Et plus la langue et la communauté linguistique étudiées possèderont des caractéristiques particulières et seront peu représentées dans une société, plus l’analyse faite sera micro, c’est-à-dire ne sera applicable qu’à cette partie focalisée de la société. Plus l’objet de recherche sera sélectionné, trié avec des critères précis, plus l’analyse qui en sera faite sera microsociolinguistique. C’est exactement ce qui se passe dans notre cas. Nous l’exposerons plus tard en détail, mais notre objet de recherche est très fin, il n’apparaît que dans certaines situations de communication particulières, et ne concerne qu’une partie d’une société, puisque nous étudions les variantes d’une langue qui entrent en contact lors de conversations spontanées, dans un pays d’accueil dont la langue ne correspond en rien à la langue étudiée principalement. Malgré la particularité de notre objet de recherche, son analyse débouche sur la découverte de mécanismes discursifs et interactionnels généraux.

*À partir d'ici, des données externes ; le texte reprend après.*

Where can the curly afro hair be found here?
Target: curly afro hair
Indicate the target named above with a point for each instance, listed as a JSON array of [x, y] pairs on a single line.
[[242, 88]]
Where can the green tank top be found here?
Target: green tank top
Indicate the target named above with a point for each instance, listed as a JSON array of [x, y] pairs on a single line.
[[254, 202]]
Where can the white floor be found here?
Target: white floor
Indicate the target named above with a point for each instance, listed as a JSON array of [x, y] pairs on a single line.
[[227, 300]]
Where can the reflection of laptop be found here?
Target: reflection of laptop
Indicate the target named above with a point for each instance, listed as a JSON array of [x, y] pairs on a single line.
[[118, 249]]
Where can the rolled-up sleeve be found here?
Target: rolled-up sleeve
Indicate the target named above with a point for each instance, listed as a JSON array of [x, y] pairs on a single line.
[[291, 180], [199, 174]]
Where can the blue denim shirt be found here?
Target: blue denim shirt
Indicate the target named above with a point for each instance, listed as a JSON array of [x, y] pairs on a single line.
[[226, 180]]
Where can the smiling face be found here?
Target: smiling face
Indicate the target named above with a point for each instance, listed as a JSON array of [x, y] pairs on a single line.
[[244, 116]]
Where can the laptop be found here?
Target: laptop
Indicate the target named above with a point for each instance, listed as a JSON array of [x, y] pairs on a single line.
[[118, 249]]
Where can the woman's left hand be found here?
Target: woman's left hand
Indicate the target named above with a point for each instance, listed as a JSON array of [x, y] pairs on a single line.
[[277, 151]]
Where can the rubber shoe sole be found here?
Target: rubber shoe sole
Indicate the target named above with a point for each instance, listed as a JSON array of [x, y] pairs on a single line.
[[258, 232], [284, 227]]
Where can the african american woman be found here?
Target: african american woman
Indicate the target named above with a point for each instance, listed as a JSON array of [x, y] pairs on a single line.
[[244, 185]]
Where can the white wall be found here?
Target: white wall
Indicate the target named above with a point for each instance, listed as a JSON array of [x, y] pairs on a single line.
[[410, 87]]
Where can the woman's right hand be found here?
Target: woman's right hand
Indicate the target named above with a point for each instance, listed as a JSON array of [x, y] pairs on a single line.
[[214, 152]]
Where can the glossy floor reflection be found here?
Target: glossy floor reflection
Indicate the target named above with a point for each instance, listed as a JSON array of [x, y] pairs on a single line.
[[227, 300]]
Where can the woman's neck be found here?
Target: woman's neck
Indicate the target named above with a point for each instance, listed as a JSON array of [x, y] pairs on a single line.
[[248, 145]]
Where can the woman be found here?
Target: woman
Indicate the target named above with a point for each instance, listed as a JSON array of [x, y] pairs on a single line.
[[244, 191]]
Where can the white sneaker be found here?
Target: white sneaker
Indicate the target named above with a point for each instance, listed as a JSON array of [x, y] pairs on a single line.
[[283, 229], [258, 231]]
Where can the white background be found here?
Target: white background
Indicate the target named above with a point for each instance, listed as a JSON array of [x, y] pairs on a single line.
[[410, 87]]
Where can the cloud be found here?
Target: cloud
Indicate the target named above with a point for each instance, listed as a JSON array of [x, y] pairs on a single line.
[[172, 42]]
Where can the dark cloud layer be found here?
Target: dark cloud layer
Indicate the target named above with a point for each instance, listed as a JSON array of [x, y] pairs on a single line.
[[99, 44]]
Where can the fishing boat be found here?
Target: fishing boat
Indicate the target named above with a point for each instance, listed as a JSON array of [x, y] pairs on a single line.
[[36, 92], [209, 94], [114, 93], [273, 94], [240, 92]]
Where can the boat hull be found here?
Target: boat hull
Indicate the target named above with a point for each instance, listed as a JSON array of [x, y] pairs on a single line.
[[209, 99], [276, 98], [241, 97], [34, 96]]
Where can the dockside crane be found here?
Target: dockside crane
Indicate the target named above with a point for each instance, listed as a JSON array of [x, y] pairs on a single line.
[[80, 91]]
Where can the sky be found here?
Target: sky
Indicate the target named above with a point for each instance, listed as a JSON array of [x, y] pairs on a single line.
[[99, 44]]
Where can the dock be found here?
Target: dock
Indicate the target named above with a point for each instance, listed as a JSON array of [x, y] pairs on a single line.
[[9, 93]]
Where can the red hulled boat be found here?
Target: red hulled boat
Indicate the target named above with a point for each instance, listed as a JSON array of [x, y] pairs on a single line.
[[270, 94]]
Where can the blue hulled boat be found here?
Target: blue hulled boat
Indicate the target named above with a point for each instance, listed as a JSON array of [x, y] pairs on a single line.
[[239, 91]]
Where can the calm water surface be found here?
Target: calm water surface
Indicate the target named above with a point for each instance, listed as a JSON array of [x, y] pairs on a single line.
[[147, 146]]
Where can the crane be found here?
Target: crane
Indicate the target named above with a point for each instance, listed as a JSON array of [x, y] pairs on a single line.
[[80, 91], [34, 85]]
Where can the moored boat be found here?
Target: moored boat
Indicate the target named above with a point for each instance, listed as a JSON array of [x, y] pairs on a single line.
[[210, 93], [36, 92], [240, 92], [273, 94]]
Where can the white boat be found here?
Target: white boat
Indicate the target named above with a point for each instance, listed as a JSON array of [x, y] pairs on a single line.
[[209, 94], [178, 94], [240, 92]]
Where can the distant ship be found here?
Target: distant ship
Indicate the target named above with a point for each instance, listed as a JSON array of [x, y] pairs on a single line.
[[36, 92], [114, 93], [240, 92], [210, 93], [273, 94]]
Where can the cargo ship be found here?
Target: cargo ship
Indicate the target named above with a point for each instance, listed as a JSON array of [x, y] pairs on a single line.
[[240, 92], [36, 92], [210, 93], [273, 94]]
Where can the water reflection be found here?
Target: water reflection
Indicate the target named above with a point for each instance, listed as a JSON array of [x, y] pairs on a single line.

Tout est ainsi parti de l’ouvrage de Weinreich Languages in contact (1953), publié il y a plus de cinquante ans, le contact des langues étant un des thèmes phares de la sociolinguistique. Calvet (2003) en raconte l’histoire, basée sur trois générations de linguistes : Martinet le préfacier structuraliste du livre, Weinreich son ancien thésard, et Labov à son tour étudiant de Weinreich.